# Homework Help: Velocity, time, distance problem

1. Jun 9, 2010

### muddyjch

Integration by parts velocity, time, distance problem

1. The problem statement, all variables and given/known data
A particle that moves along a straight line has velocity v(t) = t^2*e^(−2t)
meters per second after t seconds. How many meters will it travel during the first t seconds? This problem comes from an online hw covering sections on Substitution in indefinite integrals and integration by parts

2. Relevant equations

3. The attempt at a solution
It is just the integral right? s(t) = ∫ t^2 e^(-2t) dt

Let u = t^2 and dv = e^(-2t) dt
du = 2t dt and v = (-1/2) e^(-2t)

Integrating by parts, we have s(t) = (-1/2) e^(-2t) • t^2 - (1/2)(2) ∫ t e^(-2t) dt

Again, integrating by parts:

Let U = t dV = e^(-2t) dt
dU = dt V = (-1/2) e^(-2t)

s(t) = (-1/2) t^2 e^(-2t) - [(-1/2) t e^(-2t) - (-1/2) ∫ e^(-2t) dt] = (-1/2) t^2 e^(-2t) + (1/2) t e^(-2t) + (1/4) e^(-2t) = (-1/2) e^(-2t) ( t^2 - t + 1/2)

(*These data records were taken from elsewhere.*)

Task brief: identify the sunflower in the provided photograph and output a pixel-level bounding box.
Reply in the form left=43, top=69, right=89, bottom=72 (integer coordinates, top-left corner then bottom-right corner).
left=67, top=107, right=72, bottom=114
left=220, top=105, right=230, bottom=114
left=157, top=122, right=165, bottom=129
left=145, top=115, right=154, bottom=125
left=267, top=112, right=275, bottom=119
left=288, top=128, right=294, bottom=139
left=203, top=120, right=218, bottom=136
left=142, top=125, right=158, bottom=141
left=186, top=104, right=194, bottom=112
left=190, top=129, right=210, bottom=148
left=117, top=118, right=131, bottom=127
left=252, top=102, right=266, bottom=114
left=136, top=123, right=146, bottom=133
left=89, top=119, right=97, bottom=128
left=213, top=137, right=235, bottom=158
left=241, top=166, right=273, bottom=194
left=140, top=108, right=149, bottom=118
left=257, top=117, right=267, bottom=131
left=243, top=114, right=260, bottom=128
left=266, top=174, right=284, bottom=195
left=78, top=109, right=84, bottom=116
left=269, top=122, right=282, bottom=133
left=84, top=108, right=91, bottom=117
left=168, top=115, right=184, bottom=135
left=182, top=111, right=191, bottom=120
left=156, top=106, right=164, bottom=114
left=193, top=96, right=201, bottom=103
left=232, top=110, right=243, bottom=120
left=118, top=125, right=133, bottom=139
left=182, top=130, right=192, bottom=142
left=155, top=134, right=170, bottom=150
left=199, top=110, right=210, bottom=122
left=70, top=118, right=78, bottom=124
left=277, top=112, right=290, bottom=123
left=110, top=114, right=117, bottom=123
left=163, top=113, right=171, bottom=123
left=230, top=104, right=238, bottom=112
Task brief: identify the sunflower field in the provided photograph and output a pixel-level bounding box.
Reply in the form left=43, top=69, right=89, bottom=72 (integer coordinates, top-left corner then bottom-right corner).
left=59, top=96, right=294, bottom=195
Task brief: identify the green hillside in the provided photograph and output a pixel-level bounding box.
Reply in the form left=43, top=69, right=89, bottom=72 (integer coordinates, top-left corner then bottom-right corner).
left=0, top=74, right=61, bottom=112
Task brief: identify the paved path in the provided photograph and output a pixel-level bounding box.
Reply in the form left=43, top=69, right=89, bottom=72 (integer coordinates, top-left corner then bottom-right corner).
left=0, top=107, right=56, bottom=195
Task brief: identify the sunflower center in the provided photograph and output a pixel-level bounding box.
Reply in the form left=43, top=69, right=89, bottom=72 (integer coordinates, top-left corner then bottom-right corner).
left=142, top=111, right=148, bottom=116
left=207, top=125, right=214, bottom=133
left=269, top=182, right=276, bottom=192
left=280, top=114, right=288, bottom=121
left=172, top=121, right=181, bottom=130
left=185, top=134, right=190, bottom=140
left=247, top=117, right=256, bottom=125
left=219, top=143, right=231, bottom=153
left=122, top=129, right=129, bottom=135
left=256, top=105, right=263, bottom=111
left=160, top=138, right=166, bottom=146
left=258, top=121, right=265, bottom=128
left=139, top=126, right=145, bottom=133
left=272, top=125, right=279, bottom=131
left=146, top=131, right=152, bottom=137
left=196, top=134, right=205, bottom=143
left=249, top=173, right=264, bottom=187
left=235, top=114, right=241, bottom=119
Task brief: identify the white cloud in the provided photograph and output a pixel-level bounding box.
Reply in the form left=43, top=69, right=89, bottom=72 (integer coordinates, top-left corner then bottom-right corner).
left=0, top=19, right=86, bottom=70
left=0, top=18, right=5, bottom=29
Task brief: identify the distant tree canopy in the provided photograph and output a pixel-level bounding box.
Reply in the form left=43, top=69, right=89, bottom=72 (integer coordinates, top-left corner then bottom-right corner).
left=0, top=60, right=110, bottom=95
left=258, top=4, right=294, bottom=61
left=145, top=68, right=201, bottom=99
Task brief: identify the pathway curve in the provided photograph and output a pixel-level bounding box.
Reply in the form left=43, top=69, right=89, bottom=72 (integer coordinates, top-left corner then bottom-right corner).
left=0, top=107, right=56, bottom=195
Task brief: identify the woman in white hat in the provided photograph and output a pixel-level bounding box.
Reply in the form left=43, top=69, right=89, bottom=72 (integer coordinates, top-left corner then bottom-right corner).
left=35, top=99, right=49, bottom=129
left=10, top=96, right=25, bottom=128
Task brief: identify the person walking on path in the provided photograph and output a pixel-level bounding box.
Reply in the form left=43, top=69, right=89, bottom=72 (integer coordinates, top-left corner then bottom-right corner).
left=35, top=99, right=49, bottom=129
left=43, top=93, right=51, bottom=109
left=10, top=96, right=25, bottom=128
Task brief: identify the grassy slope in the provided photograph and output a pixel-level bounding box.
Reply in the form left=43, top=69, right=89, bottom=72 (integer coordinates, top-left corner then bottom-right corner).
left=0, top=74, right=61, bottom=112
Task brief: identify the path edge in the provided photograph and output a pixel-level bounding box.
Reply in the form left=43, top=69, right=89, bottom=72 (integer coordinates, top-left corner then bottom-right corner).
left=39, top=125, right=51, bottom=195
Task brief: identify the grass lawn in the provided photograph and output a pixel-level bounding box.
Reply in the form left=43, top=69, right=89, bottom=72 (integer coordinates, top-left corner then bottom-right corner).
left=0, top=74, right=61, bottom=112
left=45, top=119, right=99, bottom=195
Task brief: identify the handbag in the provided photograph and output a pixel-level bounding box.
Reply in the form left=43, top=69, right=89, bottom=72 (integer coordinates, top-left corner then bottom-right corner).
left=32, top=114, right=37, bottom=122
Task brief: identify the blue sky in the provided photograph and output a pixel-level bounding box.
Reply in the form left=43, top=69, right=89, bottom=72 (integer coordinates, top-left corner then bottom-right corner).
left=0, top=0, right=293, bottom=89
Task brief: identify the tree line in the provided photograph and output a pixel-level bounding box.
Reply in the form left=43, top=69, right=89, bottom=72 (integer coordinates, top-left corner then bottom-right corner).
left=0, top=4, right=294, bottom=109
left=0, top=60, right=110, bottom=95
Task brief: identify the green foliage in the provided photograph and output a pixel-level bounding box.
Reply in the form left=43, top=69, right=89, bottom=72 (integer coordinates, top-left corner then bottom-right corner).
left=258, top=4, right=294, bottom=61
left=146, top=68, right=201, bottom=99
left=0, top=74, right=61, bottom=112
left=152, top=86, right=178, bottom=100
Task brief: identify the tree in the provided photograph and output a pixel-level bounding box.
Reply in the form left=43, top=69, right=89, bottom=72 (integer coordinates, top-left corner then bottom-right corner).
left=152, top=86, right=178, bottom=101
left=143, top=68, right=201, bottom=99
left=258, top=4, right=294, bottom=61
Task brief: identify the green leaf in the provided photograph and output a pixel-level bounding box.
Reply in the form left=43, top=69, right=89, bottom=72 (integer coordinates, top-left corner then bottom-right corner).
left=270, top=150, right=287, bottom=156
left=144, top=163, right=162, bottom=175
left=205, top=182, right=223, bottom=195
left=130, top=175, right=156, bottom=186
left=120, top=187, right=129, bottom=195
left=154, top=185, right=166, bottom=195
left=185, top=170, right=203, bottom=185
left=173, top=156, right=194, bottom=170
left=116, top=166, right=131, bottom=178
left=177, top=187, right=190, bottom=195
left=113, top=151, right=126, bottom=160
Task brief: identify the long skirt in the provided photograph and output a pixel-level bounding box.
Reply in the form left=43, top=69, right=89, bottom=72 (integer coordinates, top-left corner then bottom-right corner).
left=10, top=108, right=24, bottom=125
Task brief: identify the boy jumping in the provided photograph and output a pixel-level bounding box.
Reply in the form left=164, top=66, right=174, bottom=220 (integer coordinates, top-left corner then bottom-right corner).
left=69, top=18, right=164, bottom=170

Do I plug in at t=0, s=0 to get my constant. That would give me C=.25, so s(t)= (-1/2)e^(-2t)*(t^2-t+1/2)+.25 but this is not the right answer?

Last edited: Jun 9, 2010
2. Jun 9, 2010

### LCKurtz

Re: Integration by parts velocity, time, distance problem

Wrong sign on the second term. See if that fixes it.